A challenging problem that many people face when trying to lose weight is the so called yo-yo effect. It is defined as weight cycling in reference to the cyclical loss and regain of weight, resembling the up-down motion of a yo-yo. Not only to improve body shape and overall health, but healthy weight loss program also largely reduces chances of the yo-yo effect in the long run.
Get to know the yo-yo effect
The yo-yo effect or yo-yo dieting is a very common situation in which people struggle to maintain their target weight during their weight loss programs. In the beginning, people start losing weight, but then after their weightless regain all the weight they have lost. This process repeats over and over again, eventually becoming a vicious circle. Subsequently, it is increasingly difficult to lose weight again although diet restriction and heavy exercise are fully applied. In fact, the excessive fats and reduced muscle mass are major contributing factors to impaired metabolic function. Not only a negative impact on the body, but the yo-yo effect can also have serious consequences for mental health.
Causes of the yo-yo effect
The reasons for the yo-yo effect are varied but mainly include:
- Unhealthy weight reduction methods: Inappropriate weight loss methods eventually result in increased chances of having the yo-yo dieting such as lack of proper exercise and using weight loss pills. Particularly in healthy young people, the yo-yo effect might not be usually seen during the first weight control program. However, if these unhealthy weight loss habits have been continued, it is increasingly challenging to lose weight, very often to finally end with the yo-yo effect.
- Calorie restriction and fasting diets: Although the restriction of calorie intakes quickly contributes to weight loss due to the reduction in muscle mass instead of the body fat. When muscle mass decreases, the body automatically adapts by slowing down metabolism. In fact, researchers suggest that this lower metabolism may partly explain why people regain weight once they go off their calorie-restricted diets. It eventually becomes more difficult to continue losing weight due to reduced metabolic function.

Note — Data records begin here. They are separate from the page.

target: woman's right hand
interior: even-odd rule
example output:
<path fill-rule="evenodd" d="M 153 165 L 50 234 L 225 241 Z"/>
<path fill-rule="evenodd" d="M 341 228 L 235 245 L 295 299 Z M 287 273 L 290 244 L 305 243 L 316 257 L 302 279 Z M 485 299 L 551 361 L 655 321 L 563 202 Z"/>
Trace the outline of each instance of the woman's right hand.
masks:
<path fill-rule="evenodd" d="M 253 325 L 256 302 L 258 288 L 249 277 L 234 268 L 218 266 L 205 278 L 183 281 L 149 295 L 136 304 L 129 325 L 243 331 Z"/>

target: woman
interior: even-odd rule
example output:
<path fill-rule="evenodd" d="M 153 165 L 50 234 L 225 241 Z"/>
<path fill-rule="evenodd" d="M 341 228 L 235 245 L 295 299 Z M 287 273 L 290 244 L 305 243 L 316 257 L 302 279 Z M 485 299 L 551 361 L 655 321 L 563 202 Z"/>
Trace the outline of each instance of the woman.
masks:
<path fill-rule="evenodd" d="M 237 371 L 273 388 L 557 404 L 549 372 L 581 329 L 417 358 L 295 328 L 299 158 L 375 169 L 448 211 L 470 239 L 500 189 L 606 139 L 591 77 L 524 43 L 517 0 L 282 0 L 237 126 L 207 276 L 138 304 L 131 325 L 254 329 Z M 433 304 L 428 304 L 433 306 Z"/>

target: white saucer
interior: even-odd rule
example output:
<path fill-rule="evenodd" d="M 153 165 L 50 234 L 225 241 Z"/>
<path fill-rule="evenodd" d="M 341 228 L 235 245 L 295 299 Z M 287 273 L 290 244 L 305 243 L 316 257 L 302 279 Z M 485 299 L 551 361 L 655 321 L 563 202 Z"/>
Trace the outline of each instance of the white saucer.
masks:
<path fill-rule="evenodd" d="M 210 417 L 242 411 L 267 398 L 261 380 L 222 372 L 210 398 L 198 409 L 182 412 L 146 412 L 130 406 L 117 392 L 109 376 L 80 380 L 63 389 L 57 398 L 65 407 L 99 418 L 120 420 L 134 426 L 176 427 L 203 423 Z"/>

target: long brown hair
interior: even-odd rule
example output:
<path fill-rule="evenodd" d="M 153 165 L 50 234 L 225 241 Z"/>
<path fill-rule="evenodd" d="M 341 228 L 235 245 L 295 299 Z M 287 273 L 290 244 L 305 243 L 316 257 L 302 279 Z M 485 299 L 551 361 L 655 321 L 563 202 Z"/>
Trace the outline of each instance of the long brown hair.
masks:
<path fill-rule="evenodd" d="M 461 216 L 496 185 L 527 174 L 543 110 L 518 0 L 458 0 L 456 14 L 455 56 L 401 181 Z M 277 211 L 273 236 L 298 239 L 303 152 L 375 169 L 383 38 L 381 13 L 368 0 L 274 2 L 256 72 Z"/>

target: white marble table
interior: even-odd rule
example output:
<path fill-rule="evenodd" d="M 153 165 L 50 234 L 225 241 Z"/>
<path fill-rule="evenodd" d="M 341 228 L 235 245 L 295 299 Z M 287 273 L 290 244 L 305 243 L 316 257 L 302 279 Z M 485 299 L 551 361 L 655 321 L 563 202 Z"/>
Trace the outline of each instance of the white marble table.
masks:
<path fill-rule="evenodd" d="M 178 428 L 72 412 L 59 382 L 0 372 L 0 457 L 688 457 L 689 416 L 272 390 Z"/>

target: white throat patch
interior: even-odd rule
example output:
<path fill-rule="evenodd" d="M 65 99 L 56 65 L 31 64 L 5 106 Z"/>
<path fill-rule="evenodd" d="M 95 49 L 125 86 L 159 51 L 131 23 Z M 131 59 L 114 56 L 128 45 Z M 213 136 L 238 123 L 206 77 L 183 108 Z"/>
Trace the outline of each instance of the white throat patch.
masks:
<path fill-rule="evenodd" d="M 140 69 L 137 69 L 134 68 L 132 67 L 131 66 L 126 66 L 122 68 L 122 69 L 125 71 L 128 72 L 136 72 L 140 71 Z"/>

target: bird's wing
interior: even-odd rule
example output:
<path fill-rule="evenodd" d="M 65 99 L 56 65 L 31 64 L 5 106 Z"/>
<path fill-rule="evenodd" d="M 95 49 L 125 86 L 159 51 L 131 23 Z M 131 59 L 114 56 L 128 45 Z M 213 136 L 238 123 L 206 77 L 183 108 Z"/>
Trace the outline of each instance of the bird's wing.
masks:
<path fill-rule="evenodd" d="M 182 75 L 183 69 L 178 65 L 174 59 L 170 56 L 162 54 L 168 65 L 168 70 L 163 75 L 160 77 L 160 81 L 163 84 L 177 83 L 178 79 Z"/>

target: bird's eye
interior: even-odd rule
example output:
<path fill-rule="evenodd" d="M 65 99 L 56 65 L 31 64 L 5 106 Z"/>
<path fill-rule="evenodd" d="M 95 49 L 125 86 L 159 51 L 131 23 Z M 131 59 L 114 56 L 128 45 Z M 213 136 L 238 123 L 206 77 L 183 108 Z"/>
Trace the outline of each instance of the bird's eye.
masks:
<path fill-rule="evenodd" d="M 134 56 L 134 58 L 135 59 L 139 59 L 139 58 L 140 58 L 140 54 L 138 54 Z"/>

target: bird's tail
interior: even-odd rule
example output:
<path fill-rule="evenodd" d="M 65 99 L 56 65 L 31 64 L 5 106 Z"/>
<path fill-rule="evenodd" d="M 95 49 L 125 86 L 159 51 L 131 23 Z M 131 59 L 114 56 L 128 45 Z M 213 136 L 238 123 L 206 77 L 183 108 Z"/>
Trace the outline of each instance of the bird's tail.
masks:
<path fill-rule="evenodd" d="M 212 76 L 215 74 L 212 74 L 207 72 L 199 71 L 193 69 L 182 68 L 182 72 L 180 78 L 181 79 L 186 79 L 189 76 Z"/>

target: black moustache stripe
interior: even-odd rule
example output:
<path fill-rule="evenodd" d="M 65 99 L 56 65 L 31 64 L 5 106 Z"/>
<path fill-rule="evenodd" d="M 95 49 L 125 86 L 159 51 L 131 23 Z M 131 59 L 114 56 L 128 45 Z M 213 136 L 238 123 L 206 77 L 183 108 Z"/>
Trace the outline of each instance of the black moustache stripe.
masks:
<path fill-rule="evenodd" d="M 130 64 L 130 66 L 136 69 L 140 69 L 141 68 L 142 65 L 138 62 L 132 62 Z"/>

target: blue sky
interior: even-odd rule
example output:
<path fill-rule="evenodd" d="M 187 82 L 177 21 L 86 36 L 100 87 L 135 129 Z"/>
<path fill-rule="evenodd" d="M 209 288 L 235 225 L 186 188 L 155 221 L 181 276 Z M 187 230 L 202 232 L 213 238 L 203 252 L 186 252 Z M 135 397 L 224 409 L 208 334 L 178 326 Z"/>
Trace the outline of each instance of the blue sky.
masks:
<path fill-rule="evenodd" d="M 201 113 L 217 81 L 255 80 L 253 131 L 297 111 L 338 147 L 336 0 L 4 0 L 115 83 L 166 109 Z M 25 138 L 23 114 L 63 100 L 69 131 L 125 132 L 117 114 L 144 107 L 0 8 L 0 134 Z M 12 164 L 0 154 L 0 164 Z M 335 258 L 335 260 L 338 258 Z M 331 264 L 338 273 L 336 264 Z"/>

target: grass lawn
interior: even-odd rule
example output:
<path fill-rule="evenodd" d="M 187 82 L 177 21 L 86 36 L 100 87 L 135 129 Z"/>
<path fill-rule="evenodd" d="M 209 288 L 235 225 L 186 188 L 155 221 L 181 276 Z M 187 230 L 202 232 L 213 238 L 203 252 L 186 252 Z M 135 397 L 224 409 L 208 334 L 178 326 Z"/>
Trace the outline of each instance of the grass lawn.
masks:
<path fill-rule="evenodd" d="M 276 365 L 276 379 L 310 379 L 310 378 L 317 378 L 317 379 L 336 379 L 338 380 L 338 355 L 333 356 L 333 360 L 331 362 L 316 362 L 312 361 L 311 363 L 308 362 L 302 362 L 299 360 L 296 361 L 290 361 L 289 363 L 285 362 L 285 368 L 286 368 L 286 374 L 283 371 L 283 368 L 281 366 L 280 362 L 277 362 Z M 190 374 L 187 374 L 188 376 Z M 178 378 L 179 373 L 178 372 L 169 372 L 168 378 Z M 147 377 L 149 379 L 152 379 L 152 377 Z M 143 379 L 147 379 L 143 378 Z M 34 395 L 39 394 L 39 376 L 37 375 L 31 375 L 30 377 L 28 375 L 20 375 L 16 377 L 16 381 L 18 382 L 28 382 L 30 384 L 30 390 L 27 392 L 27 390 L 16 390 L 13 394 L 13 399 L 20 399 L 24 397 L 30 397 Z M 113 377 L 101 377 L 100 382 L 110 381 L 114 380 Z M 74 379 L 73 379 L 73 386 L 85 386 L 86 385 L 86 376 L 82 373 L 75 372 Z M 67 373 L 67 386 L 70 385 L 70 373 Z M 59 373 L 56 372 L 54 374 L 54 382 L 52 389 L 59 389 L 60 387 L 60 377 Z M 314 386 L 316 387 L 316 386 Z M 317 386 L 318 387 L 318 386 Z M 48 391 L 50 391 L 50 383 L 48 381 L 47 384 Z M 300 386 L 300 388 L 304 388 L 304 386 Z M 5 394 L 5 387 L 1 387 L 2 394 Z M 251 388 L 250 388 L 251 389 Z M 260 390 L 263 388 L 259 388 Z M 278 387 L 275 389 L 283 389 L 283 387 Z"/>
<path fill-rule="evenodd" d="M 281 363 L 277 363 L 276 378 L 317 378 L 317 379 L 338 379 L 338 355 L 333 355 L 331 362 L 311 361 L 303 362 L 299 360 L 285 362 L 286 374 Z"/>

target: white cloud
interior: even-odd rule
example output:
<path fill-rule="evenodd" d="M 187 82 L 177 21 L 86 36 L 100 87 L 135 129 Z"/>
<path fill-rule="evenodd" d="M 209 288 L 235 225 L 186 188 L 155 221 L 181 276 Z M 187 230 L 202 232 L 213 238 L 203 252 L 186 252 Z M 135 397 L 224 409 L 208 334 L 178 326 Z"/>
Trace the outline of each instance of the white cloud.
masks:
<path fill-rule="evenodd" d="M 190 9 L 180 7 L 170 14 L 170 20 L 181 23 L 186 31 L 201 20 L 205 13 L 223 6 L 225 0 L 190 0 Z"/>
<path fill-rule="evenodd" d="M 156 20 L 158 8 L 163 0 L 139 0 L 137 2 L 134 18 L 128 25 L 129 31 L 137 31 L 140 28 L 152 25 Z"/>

Weight reduction without the yo-yo effect
To avoid the yo-yo effect, recommendations for healthy weight loss program include:
- Reduce body fat and maintain muscle mass
- Skipping meals must be strictly avoided
- Restrict amount of diet intake
- Eat more low-calorie foods
- Avoid eating high-calorie and fatty diets cooked by using oils such as deep fried or pan-fried foods
- Exercise regularly with diet modifications. Especially during the first 6 months, it is advisable to have regular exercise at least 150 minutes/week. To maintain healthy weight during the long-term weight management, the duration of exercise should be increased up to 200-300 minutes/week and it should be consistently continued for at least 1 year.
- Start dietary self-monitoring tools e.g. diary of daily diets and weight reduction trends to improve long-term success in weight control.
- It is highly recommended to have a monthly consultation with nutritionists and dieticians in order to ensure healthy weight management programs are appropriated used for sustainable weight loss with no negative effects to general health.
Weight loss is extremely challenging since some common eating patterns are difficult to change. However, to lose weight successfully and sustainably, healthy weight loss methods must be applied. More importantly, self-discipline remains vital. Making huge changes to eat healthier by changing all eating habits at the same time is not always necessary. Over time, small changes can make a big difference, resulting in a sustainable weight loss and a better health in the long run.